McDonalds stopped using styrofoam containers for its sandwiches in 1990, just after the Berlin Wall came down. I remember watching it on TV. The Big Mac protestors. Mr. McDonald, tear down this Clam Shell. Hamburgers come in cardboard now. No, the clown isn’t perfect — styrofoam cups are just now going in 2018? — but who the hell is. There are people who want more styrofoam. ‘The condensation from global warming is making my drink sweat!’ they cry. ‘It don’t stay cold in Regular Plastic.’ As If That Were The Dichotomy. Maybe they could knock their corn sugars back a little more quickly? Perhaps they should have taken better care of the styrofoam cups they were already given? Wash them out, feel their indestructible fragility? Then those myopic morons could still have their drinks just the way they want them, and stop mumbling about being hung up on big foam crosses.
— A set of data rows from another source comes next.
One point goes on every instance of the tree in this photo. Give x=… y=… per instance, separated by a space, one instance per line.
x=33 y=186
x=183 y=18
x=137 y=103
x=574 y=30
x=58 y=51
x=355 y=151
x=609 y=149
You’re going to look me in the eye and tell me there are too many people, not enough resources? Before we even really try to clean up our act? Ok, you and yours first, then. Off you go.

I’ve got my responsibility sack just like everyone else, bud.

What do I want. What do I want. What do I want.

I want education. I want a home. I want good shoes and clean food. I want civics, not toxic politics. I want to make new friends, and value my own capacity to love. I want self-improvement to be a respectable occupation. I want so much respect being generated in all quarters that we end up with a Great Pacific Respect Patch. I want art to pay a living wage. I want to be remembered fondly, not as a miserable prick. I want my simple, quiet life to be free of unintentional, unknown harms. I want world peace, prosperity.

I will admit it seems a long way off.

For now, I just want to pick up my pace and see who is struggling with that sack up ahead. Maybe I can show them how to turn their drinking problem into jewels.